GB: So finishing Doom was enough to figure out what you wanted to do with Unreal?
TS: I was addicted to Doom. Once in a while, a game comes out that is so far above other games that it is hard to imagine what they are ally doing. Most of the games have been products of engines. Moving from Wolfenstein to Doom and Quake was so incredibly impressive for id. They created a whole new level of immersiveness.
GB: Some companies like Nintendo have stayed with cartoon graphics. Shigeru Miyamoto has done his games, but you guys have pushed the edge on 3D. What do you think of that difference?
TS: It’s really a matter of artistic style. Even when you do cartoon graphics, you can still apply some really serious technology to it. If you look at a Pixar movie, they have impressive effects. It’s more a question of style than technological prowess. You can build a cartoon version of Gears of War, but still preserve all of the key elements of the game play. Not that Epic would ever do that.
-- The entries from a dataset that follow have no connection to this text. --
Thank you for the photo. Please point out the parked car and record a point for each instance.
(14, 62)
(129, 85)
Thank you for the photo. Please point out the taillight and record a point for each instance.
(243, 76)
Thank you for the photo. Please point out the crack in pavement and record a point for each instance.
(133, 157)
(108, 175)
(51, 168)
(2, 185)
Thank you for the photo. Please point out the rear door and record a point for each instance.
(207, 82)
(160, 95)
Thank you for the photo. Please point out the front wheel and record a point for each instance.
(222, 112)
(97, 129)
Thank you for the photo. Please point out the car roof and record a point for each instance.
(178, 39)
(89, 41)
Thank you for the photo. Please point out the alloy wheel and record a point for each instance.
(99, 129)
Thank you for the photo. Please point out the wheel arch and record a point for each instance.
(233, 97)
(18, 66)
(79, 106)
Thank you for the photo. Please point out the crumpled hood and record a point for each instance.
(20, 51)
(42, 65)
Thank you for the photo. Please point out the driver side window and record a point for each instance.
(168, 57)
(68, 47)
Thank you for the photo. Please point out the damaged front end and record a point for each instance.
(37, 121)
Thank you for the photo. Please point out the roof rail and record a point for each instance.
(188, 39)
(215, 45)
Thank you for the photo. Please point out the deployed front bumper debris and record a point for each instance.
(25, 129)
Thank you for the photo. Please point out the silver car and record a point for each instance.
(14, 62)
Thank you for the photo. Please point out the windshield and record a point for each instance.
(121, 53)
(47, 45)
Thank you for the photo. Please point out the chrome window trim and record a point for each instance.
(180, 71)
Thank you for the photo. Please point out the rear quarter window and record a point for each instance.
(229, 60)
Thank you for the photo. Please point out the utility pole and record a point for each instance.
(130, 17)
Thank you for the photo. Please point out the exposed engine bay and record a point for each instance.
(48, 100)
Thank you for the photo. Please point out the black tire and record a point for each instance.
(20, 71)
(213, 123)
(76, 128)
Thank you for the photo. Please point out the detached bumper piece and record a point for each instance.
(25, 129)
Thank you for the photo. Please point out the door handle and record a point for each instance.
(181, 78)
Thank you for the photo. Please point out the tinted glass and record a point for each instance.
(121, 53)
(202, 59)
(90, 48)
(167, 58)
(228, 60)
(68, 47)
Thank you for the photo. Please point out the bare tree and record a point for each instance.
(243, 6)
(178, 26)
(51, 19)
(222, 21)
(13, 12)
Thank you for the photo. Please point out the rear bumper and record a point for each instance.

GB: What is your best memory of the making of Gears of War?
TS: That project went through so many phases of design. It started out as Unreal Warfare, an extension of the Unreal universe. It broke off into a series of design and artistic thrust that made it completely separate. We had a cover system. The point where I was impressed was when we got multiplayer working from a third-person perspective. At that point, with the third person camera, the multiplayer and the visual style, it was clear we were delivering an entirely new type of game experience. It was a cover game with a much more realistic kind of combat. A multiplayer game before that was where you were running at 35 miles per hour. You would jump 12 feet in the air.
GB: What do you really want to see in a video game still?
TS: Ah, gee. The whole time I have been playing games, the times when I have been most impressed are when I played Doom. Seeing 3D graphics. There were multiplayer text-based dungeon games around 1980 or so. You would log into the game and just see a huge number of other people. That was a detailed, immersive experience. Massively multiplayer online games have tried to capture that but I’ve never had the same feeling in an MMO. They have always felt rote and repetitive. I would like to have that feeling again where it was a completely free-wheeling and open adventure. That stands out for me.
GB: Are you getting a nice speech together for your award?
TS: I only have 2.5 minutes. The last winner created a poem.
GB: Do you agree with Bing Gordon, that we are in the Golden Age of gaming?
TS: There were many golden ages. Like the 2D games and 3D games. It’s hard to tell what the future holds. To me it is really cool to be a part of everybody’s lives, to be pervasive. People sit around the TV. They play on the iPhone. They play FarmVille. It’s just cool to see gaming everywhere. It’s not just an experience for hardcore geeky guys. That’s cool.